NIZAM ABDU is a PhD candidate in Environmental and Resource Economics, Tasmanian School of Business and Economics (Nizam.Abdu@utas.edu.au).


References

[1] To avoid missing any available documents that estimated consumers’ willingness to pay for any coffee ecolabeling, we used several databases following the Economics Research Network (MAER−NET) protocol. The papers were collected from different databases such as AgEcon, ScienceDirect, Google Scholar, and EVRI. To capture all papers studied about coffee and its labeling system, we used key search parameters such as “Coffee certification scheme + Willingness to Pay (WTP),” “Consumers’ behavior + WTP + Coffee certification,” “Coffee certification + WTP,” “Coffee farmers + WTP + Coffee accreditation,” “Coffee + Organic,” “Coffee + Organic + Rainforest + Fair Trade,” “Coffee + Organic + Carbon Footprint,” and “Coffee + Carbon Footprint.”
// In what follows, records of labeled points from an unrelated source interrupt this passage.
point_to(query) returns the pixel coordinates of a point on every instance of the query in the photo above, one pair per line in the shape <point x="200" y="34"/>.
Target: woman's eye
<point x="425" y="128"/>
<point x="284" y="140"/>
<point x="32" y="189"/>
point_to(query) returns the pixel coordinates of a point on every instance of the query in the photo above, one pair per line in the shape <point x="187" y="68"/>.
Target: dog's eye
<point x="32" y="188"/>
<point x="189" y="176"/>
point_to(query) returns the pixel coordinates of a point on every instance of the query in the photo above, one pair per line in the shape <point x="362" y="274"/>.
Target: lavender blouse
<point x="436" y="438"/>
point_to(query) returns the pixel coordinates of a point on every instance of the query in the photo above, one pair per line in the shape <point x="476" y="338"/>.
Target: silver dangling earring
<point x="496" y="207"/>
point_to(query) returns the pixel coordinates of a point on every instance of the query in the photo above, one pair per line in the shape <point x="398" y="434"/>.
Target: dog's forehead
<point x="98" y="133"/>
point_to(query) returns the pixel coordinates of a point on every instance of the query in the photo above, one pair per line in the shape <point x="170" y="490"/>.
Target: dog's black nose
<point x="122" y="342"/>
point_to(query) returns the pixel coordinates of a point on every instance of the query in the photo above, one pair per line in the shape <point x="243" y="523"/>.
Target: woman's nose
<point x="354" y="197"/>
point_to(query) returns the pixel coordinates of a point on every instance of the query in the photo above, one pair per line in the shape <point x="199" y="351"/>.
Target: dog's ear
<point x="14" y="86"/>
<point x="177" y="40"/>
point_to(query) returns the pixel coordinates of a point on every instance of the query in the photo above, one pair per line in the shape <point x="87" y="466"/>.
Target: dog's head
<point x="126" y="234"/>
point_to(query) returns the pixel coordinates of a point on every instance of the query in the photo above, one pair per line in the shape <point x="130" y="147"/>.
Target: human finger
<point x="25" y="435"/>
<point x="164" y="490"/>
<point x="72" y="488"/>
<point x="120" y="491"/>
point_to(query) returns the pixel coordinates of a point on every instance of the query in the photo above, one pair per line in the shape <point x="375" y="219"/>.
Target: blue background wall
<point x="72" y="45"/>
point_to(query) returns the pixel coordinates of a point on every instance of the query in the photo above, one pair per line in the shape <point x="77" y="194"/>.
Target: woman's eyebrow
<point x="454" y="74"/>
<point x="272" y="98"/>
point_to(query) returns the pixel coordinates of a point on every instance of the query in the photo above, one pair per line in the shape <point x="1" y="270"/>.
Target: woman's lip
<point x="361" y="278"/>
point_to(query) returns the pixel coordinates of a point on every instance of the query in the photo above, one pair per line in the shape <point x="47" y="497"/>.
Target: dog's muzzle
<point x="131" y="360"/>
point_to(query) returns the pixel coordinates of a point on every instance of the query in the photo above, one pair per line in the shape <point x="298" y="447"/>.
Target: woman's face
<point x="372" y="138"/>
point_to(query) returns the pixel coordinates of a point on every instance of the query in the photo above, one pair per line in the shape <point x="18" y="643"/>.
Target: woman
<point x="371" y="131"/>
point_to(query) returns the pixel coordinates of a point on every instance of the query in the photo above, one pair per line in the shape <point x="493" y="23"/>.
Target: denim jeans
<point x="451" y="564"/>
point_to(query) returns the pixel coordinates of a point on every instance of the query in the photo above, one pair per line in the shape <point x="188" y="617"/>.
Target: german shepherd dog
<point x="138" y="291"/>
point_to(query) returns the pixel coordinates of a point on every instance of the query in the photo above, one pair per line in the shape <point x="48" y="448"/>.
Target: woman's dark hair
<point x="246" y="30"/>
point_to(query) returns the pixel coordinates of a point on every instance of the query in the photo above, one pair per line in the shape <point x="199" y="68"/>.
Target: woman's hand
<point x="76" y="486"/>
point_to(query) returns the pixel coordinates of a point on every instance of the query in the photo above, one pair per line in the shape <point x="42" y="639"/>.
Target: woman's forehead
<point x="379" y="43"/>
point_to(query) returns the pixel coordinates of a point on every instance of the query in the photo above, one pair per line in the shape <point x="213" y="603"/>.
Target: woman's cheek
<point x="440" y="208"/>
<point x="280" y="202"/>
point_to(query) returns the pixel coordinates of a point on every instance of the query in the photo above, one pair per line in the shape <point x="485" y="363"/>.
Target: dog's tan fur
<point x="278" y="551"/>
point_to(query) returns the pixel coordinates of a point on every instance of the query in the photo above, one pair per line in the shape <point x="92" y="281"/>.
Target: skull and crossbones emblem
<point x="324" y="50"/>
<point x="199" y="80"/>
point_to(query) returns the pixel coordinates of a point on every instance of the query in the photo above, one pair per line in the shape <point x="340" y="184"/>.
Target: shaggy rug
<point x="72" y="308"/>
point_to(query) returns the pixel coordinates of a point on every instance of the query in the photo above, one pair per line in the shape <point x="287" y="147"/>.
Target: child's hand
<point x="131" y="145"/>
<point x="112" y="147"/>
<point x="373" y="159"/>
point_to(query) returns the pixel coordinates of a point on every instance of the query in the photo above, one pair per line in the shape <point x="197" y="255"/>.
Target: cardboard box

[2] We used a framework developed by Moher et al., 2009. See Daniel Moher, Alessandro Liberati, Jennifer Tetzlaff, and Douglas G. Altman, The PRISMA Group, “Preferred reporting items for systematic reviews and meta-analyses: the PRISMA statement,” PLoS Med., 6, no. 7 (2009): e1000097, https://doi/ 10.1371 / journal.pmed.1000097.

[3] Information asymmetry happens when, of the two parties involved in an exchange, one party knows what has happened, but the process is unclear to the other party. For example, coffee producers— having grown the coffee—know what methods they used, but consumers are not entirely aware of how the coffee was produced unless they are told using the labeling system.